Ants Create Life Raft, Teach Us All a Lesson on Surviving

Next time you are walking down the sidewalk and see a huge mass of ants, stop and take a minute and observe these tiny little creatures. They are truly amazing at what they do in life . They work 24 hrs a day at doing the one thing they know best.-to survive! If only the human population could learn from these little creatures, we may just live a little longer..

The central intelligence of ants – the way ant colonies organize themselves without a leader and get things done – continues to amaze scientists and science writers alike. Back in 2003, Deborah Gordon, a Stanford biologist, gave a whole TED Talk called “How Do Ants Know What to Do?,” which sheds light on how ants can form stunningly complex, leaderless systems. Then, several years later, RadioLab continued to mull over Gordon’s fascinating research in one of its very first episodes.

Now we get this great bit of video.
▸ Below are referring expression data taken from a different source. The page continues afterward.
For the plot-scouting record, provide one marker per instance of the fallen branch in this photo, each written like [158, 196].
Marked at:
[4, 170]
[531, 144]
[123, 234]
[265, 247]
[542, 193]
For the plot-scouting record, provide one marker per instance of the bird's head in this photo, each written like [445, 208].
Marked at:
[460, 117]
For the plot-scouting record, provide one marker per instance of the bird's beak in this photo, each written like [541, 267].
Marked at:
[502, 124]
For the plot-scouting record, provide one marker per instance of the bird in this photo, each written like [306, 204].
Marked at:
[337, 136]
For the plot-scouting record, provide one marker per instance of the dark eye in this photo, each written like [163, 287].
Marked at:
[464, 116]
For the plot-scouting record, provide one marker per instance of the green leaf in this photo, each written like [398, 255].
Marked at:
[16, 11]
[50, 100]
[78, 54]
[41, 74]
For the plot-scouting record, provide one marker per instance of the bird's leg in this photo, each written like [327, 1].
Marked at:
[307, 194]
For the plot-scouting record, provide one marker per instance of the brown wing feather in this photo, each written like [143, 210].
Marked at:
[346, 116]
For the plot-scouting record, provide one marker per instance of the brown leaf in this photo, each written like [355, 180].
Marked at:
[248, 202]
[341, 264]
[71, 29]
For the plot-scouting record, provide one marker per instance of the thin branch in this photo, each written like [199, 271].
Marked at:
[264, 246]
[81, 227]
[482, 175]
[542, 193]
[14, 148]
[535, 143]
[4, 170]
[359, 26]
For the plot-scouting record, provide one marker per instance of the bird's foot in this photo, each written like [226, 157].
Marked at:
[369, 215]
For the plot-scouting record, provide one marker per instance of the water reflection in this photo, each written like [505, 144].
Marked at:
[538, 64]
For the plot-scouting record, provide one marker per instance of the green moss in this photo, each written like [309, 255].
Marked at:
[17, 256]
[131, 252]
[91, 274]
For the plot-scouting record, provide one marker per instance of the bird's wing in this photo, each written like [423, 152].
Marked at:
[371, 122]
It comes to us via researchers at the Georgia Institute of Technology, and it shows how ants, when placed in water, can form a completely watertight raft in under two minutes.Scientists have revealed how the insects avoid mass drownings in the rainforests by clinging to one another to form huge rafts from their bodies. The remarkable survival strategy belongs to South American fire ants, whose rainforest homes are subject to regular flooding.As soon as water starts trickling into their nest, the ants spring into action, evacuating their home and drifting along en masse, looking for higher ground.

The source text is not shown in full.